Kilham : Population
The evidence for the population levels and tenurial development of the township has been collated by the County History and by Dixon (1985, II, 370-1). Some impression of the scale of the settlement and population has already been provided by the 1290 law suit which listed a total of 47 messuages, or building plots, in the vill, though this certainly underestimates the full total.
A few years later, in 1296, when the vill was assessed for the Lay Subsidy (a tax of one eleventh of the value of all non-essential moveable goods, levied to finance the campaigns of Edward I in Scotland), there were eleven taxpayers with sufficient wealth to be eligible (Fraser 1968, no. 290).

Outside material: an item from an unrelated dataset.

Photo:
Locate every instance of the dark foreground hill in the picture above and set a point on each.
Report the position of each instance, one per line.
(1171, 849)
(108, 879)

In 1377, however, 109 adults were accounted for in the Poll Tax return (PRO E179/158/31) and this probably gives us a clearer picture of the adult population. This may be compared with the twenty-six "well plenyshed" husbandlands, recorded by the border commissioners, Sir Robert Bowes and Sir Ralph Ellerker, in 1541 (Bates 1891, 31), and the twenty tenants of Mr Gray reported by the 1580 survey of Border Service (CBP I, 14-19).

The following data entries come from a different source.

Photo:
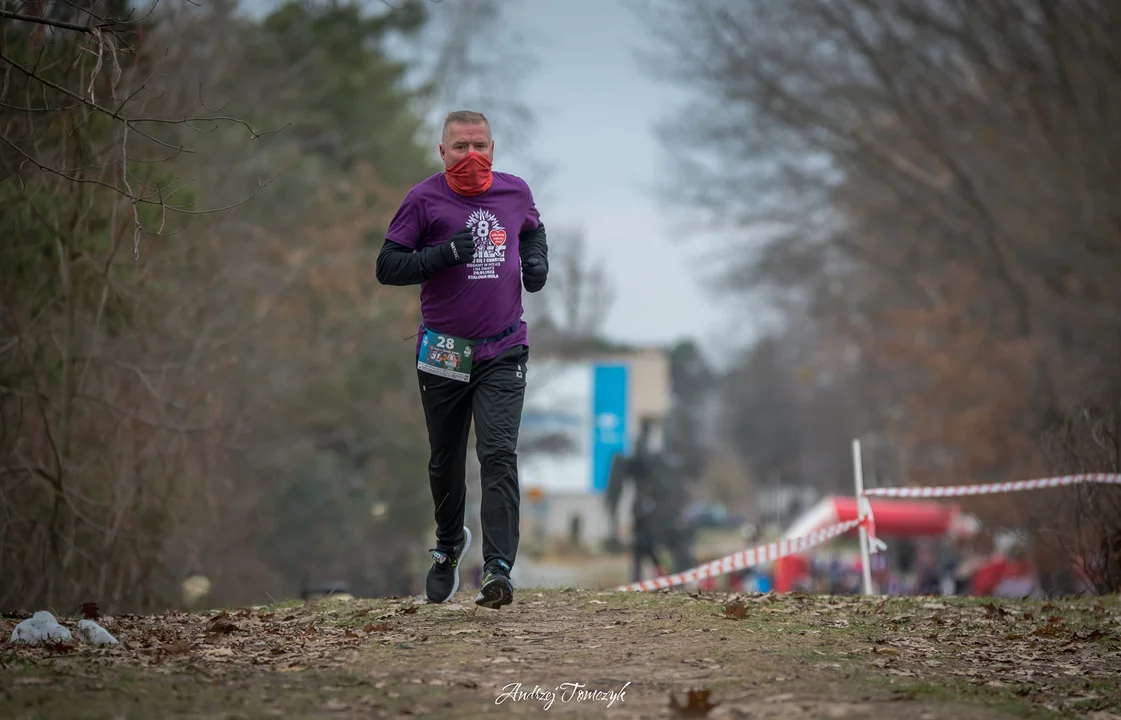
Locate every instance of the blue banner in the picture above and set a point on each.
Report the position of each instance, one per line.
(609, 419)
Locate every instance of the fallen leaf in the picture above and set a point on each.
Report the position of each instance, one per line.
(179, 647)
(222, 624)
(735, 609)
(696, 704)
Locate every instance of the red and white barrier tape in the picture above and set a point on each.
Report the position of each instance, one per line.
(746, 559)
(953, 491)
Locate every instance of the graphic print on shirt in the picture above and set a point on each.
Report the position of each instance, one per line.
(490, 245)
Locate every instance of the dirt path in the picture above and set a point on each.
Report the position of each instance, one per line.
(763, 657)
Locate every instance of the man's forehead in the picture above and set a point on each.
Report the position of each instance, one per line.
(457, 131)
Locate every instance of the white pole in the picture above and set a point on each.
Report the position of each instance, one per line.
(865, 557)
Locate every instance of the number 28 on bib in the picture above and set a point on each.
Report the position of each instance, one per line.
(445, 356)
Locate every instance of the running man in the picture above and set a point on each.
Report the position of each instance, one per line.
(471, 238)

Together these figures suggest that there may have been a decline in population during 16th Century, as might be expected given the chronic insecurity experienced by the border communities during that period. However, the 1712 estate map, which shows 19 buildings in the village plus the mill and Longknowes Farm, and which excludes Thornington from its view though part of the township, implies that population levels had subsequently stabilised at around their late 16th-century levels with relatively little change in the intervening period.